In Maryland, the office of governor has extraordinary institutional power, more than in all but a handful of states. Choosing the best person to serve in that influential position is often the most important and impactful decision Maryland voters make every four years. This year, it may also be among the easier choices on the ballot. The Baltimore Sun endorses Wes Moore — an author, entrepreneur, Rhodes scholar and U.S. Army veteran — to serve as Maryland’s 63rd governor.
The Baltimore Democrat, who turns 44 on Oct. 15, has demonstrated a solid understanding of the issues facing state government. He has the kind of energy, compassion and charisma that inspires others, and should serve Maryland well. He also would be the first African American person to be elected to statewide office, other than as lieutenant governor on a two-person ticket, a milestone that’s been too long coming. Moore’s running mate, Aruna Miller, 57, is also a strong candidate. The two-term, former state delegate from Montgomery County, has long been an advocate for working families, the environment and STEM education, and would represent the first Indian American elected to statewide office.

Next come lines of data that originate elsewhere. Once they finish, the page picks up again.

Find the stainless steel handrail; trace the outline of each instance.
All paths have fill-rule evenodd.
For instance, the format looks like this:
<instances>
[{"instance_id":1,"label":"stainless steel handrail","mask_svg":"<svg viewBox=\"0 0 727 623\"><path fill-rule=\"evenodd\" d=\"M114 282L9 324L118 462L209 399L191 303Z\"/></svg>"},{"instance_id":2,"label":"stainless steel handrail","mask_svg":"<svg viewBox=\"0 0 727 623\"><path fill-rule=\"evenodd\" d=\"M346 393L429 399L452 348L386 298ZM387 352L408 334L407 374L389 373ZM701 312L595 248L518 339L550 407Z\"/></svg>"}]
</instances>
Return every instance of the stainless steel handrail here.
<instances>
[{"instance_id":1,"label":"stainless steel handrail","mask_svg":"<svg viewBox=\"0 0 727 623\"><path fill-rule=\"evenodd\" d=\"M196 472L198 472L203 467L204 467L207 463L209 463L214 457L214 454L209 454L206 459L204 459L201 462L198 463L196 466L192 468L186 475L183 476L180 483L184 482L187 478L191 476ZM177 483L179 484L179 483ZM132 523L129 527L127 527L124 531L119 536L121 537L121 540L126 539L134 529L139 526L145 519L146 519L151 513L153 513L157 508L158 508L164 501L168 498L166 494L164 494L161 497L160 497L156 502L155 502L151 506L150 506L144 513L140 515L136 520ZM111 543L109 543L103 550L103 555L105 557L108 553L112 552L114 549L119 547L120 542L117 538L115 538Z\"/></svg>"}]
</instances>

What makes this an even more obvious choice for Maryland voters, however, is that Mr. Moore’s Republican opponent, Del. Dan Cox, is ill-suited to the job. Maryland’s outgoing Republican governor, Larry Hogan, has repeatedly questioned the mental stability of the Donald Trump-endorsed Cox. Indeed, Cox’s own efforts to pivot away from his extremist, election-denying background have been halfhearted at best, as demonstrated by the 48-year-old Frederick County lawyer and one-term delegate’s effort to thwart early counting of mail-in ballots — a position not only at odds with the state election board but with common sense.
There are other candidates whose names will appear on the ballot, including David Lashar, who heads the Libertarian ticket, and Nancy Wallace, who does the same for the Green Party. None comes close to the Moore-Miller team in life and professional experience, aptitude or ambition, however.
Moore-Miller also offer the best hope for real commitment and investment from the state in Baltimore City. Moore lives in the city and has donated his time to it as a volunteer. As governor, he has pledged to put Baltimore at the center of conversations about the health of the state and to tackle the tough issues — including education, transportation and public safety — in partnership with city leadership. Our current governor has too often sought to distance himself from Baltimore and its problems, including a legacy of systemic racism that has resulted in ongoing issues of crime and poverty. The city cannot afford another disengaged governor, nor can Maryland. We are confident that the Moore-Miller team will work to address Baltimore’s core needs and to leverage its assets to the benefit of the entire state.
It’s that kind of attention to detail that will ensure Maryland’s success. And on that front, we would offer some words of caution to Mr. Moore. The recent news that the water bill at his family’s residence hadn’t been paid in more than a year, accruing to $21,200, is troubling.
After The Baltimore Brew first reported the delinquent account, a spokesman for the Moores told The Sun that the family immediately paid the bill “out of an abundance of caution while they review the accuracy of the charges” and that they were unaware of the outstanding balance — despite not having paid a monthly water bill since March of 2021, according to online city records.
Being unaware is also the reason Wes Moore gave in 2013 after The Sun reported his family was erroneously receiving a Homestead Property Tax Credit on a Riverside Avenue property and owed back taxes. “We really just did not know,” he said at the time.
Simply put, these are things he should know, as other homeowners do, especially if Maryland residents are to have confidence in his decisions while guiding the state and developing its budget. We expect that the unpaid water bill — and the news reporting on it — will serve as a lasting reminder to this. There were many qualified people in the Democratic field running for the primary nomination, and Moore won. He owes it to voters to live up to their expectations.
The Baltimore Sun editorial board endorses political candidates in races that are of particular importance to our readers for reasons such as the critical nature of the work, the tightness of the election contest and the dearth of available information that occurs when an office has no incumbents competing for it. We make our conclusions after reviewing a range of data, including: the candidates’ campaign materials and responses to The Sun’s voter guide questionnaire, news stories written about the candidates, debates they’ve participated in, and interviews we’ve conducted with community leaders or the candidates themselves.